In 2017 the federal solar investment tax credit (ITC) will be cut by 66 percent, falling from 30 percent to 10 percent of the total solar project value.
This legislative change will be significant for the industry, and it will also be a test. Overall, we believe that while the industry may be overestimating its ability to reduce the cost of capital (even in a mature marketplace with a mature asset class), the future is quite promising for solar in a number of markets as project costs continue to decline.
This two-part series provides the reader a strategy with which to analyze the changing solar landscape and the interactions between declining costs of capital for the solar project asset class, declining install costs for these projects, and electricity offtake rates. It also offers certain key perspectives and observations based on this analysis.
The Promise of Securitization and New Financial Structures
The solar industry continues to focus on financial innovation as a means to drive down the cost of capital available to investors and developers interested in the asset class. These efforts are premised on the idea that if the industry can access “cheaper” capital -- meaning capital demanding less aggressive returns -- more projects will be viable and the industry will grow more quickly.
For example, a solar energy project selling electricity at 6 cents/kilowatt-hour and providing a 4 percent IRR does not interest most investors, while a project selling electricity at 15 cents/kilowatt-hour and providing 9 percent or 10 percent IRR generally does.
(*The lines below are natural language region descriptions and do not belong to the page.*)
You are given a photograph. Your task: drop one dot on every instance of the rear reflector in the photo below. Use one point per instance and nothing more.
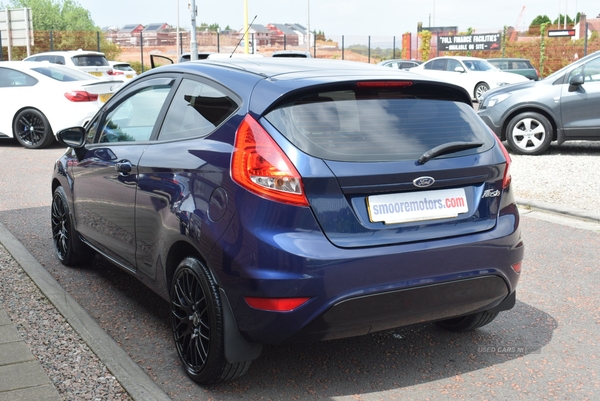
(81, 96)
(517, 267)
(507, 177)
(275, 304)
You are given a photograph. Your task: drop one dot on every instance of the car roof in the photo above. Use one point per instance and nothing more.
(267, 67)
(284, 75)
(507, 59)
(70, 52)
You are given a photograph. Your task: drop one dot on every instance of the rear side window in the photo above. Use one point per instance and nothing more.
(62, 74)
(197, 110)
(90, 61)
(378, 124)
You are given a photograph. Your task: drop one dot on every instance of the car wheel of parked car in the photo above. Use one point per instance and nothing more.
(64, 236)
(32, 129)
(197, 323)
(529, 133)
(469, 322)
(480, 89)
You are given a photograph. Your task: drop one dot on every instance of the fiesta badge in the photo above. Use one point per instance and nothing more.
(423, 182)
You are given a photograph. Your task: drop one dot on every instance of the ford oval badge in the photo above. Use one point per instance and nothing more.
(423, 182)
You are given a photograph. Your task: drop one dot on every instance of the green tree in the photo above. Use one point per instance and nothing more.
(539, 20)
(561, 20)
(61, 15)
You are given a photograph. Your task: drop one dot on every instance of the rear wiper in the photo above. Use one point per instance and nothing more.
(446, 148)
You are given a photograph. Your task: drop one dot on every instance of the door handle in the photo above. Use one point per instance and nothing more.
(124, 167)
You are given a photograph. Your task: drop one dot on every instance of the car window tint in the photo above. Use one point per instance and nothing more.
(377, 125)
(11, 78)
(452, 65)
(520, 65)
(591, 71)
(196, 110)
(134, 118)
(439, 64)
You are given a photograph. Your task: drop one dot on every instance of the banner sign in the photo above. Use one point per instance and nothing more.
(16, 27)
(561, 32)
(486, 41)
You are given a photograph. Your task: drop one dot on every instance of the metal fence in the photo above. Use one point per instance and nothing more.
(547, 54)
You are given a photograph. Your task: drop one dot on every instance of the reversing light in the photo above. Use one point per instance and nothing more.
(81, 96)
(507, 177)
(383, 84)
(275, 304)
(259, 165)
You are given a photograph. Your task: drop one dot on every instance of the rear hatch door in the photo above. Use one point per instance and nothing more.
(385, 163)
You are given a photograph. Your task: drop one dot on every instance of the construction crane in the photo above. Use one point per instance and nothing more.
(513, 35)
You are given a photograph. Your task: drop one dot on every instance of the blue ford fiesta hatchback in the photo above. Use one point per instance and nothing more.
(273, 201)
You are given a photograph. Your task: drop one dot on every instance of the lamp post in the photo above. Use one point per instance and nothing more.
(193, 41)
(308, 26)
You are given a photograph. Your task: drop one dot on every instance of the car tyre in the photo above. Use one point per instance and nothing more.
(469, 322)
(68, 247)
(529, 134)
(32, 129)
(197, 325)
(480, 89)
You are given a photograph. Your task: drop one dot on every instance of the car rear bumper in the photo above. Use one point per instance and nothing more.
(359, 291)
(367, 314)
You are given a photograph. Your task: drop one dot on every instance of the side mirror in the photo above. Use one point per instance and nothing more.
(72, 137)
(576, 80)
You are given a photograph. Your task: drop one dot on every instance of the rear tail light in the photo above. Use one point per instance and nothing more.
(275, 304)
(259, 165)
(81, 96)
(507, 177)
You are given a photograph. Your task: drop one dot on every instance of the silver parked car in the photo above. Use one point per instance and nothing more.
(562, 107)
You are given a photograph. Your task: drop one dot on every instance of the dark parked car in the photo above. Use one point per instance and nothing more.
(562, 107)
(520, 66)
(400, 64)
(273, 202)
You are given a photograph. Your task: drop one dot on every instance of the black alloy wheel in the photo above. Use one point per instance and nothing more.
(197, 324)
(32, 129)
(64, 237)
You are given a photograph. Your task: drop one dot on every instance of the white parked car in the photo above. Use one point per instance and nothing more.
(39, 99)
(94, 63)
(474, 74)
(122, 70)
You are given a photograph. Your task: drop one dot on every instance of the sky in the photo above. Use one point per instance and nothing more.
(341, 17)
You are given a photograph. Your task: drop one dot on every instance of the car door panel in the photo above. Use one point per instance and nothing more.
(105, 207)
(580, 104)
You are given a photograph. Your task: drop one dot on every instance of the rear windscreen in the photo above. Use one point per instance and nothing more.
(377, 125)
(90, 61)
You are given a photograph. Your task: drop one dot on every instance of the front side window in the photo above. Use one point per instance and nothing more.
(11, 78)
(133, 119)
(196, 110)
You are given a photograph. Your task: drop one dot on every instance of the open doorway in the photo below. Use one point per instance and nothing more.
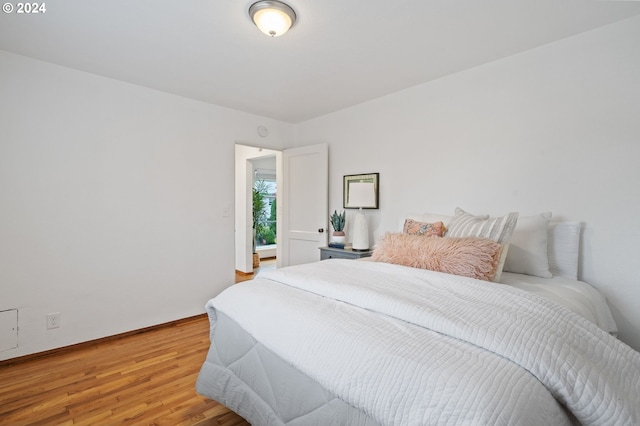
(265, 207)
(255, 165)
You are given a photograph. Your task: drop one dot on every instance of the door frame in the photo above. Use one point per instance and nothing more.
(243, 181)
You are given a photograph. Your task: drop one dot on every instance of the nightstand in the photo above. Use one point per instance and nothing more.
(346, 253)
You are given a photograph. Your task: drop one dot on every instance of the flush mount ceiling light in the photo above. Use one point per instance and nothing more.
(273, 18)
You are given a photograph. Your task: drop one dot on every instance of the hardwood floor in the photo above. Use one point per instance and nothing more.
(147, 378)
(268, 263)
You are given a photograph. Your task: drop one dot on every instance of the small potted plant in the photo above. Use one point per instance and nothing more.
(338, 221)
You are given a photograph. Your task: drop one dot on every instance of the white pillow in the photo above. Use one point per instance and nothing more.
(425, 217)
(498, 229)
(528, 247)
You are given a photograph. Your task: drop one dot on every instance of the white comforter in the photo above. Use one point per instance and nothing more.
(414, 347)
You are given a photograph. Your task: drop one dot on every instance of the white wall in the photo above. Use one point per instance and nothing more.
(555, 128)
(111, 202)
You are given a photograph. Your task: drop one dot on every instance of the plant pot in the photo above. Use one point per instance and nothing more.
(338, 237)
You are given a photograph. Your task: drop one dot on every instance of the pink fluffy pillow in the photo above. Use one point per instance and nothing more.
(468, 257)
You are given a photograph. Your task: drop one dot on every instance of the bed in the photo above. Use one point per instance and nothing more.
(344, 342)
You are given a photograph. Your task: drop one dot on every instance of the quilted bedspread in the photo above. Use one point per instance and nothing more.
(415, 347)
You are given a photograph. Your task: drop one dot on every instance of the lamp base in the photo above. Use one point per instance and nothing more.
(360, 233)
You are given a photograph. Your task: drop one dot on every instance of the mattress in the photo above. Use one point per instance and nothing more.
(251, 380)
(313, 353)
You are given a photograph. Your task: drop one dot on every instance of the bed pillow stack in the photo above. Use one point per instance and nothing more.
(498, 229)
(531, 245)
(468, 257)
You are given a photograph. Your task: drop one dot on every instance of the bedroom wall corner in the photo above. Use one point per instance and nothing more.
(554, 128)
(112, 199)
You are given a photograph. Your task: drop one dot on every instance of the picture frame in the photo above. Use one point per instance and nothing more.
(347, 180)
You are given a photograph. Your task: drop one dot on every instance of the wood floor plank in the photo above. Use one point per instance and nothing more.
(145, 378)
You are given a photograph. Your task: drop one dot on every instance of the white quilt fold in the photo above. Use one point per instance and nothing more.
(447, 349)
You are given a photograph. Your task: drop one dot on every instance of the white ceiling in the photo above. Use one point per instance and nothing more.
(339, 53)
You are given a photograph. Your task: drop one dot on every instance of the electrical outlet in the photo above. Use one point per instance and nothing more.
(53, 320)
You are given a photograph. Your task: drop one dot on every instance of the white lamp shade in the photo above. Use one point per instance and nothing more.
(360, 232)
(362, 194)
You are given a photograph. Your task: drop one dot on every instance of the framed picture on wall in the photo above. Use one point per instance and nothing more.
(361, 191)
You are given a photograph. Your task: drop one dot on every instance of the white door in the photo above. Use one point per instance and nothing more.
(305, 198)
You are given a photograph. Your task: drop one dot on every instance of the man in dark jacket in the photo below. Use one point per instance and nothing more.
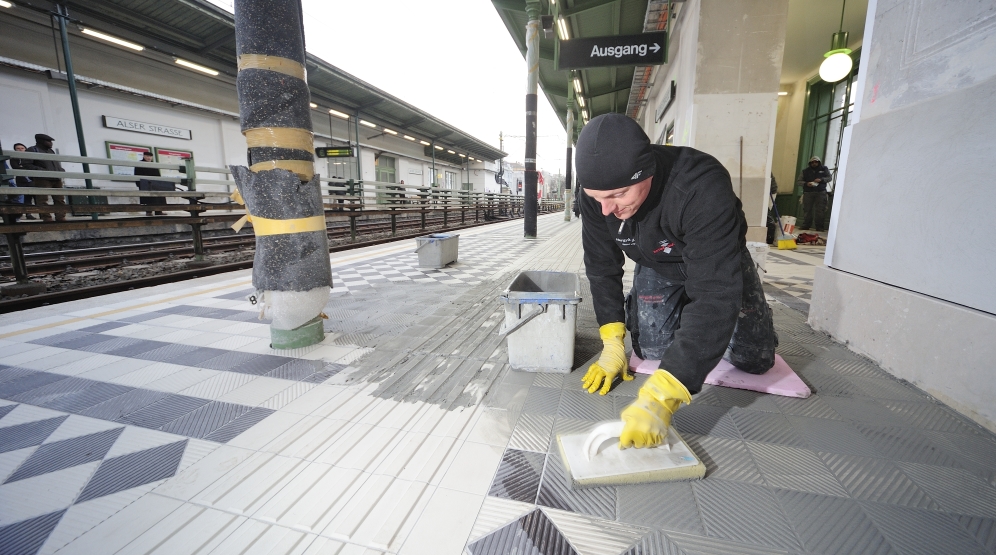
(43, 144)
(814, 179)
(696, 295)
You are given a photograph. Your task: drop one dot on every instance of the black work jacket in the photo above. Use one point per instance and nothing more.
(691, 229)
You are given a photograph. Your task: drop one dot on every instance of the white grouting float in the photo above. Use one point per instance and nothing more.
(291, 270)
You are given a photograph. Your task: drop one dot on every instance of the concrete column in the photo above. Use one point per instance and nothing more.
(737, 70)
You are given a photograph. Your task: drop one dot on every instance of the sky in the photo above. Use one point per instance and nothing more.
(451, 58)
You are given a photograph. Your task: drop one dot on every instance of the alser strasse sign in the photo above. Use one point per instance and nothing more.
(145, 127)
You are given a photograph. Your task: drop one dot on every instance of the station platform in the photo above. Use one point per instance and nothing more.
(160, 421)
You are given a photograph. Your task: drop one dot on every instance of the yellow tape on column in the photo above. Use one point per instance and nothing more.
(266, 226)
(273, 63)
(280, 137)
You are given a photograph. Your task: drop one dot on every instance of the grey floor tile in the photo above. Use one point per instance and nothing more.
(906, 444)
(766, 427)
(242, 423)
(78, 401)
(667, 505)
(134, 469)
(47, 393)
(28, 536)
(920, 532)
(260, 364)
(34, 380)
(556, 491)
(231, 361)
(725, 459)
(28, 434)
(531, 534)
(542, 400)
(832, 525)
(166, 352)
(744, 513)
(833, 436)
(60, 338)
(196, 357)
(163, 411)
(518, 475)
(5, 409)
(705, 420)
(296, 370)
(582, 405)
(66, 453)
(106, 326)
(126, 403)
(954, 489)
(205, 420)
(878, 480)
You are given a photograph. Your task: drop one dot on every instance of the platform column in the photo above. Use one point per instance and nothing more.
(532, 87)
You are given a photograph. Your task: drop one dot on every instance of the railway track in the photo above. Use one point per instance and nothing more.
(174, 247)
(79, 260)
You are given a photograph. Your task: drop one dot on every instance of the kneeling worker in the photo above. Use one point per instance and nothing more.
(696, 295)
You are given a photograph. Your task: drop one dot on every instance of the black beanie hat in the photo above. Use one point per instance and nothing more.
(613, 152)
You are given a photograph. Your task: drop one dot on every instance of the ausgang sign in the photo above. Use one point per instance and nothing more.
(628, 50)
(145, 127)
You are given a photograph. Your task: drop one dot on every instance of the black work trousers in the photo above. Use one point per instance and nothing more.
(814, 204)
(653, 313)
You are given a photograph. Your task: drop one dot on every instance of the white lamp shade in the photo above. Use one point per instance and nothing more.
(836, 67)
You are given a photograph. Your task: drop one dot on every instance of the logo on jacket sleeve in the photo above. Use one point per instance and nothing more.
(664, 247)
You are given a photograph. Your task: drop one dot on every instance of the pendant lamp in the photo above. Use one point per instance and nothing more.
(838, 63)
So, the theory goes, if more investors are willing to invest at 6 percent or 7 percent, then more solar projects should be viable because the project itself does not have to generate as much cash, which means the project does not need to charge the offtaker as much for the electricity the project is selling. This in turn means that there should be a greater number of potential customers willing to purchase the electricity from the solar project, and therefore more solar projects will be built.
Since the cost of capital is generally related to the perceived risks and stability of an investment, more mature, less volatile and more stable assets typically have a lower cost of capital. As the solar industry matures, it is becoming evident that the great majority of solar projects have few operational issues, provide stable electricity production and have few problems with the entities purchasing the electricity (given the right electricity offtake and credit).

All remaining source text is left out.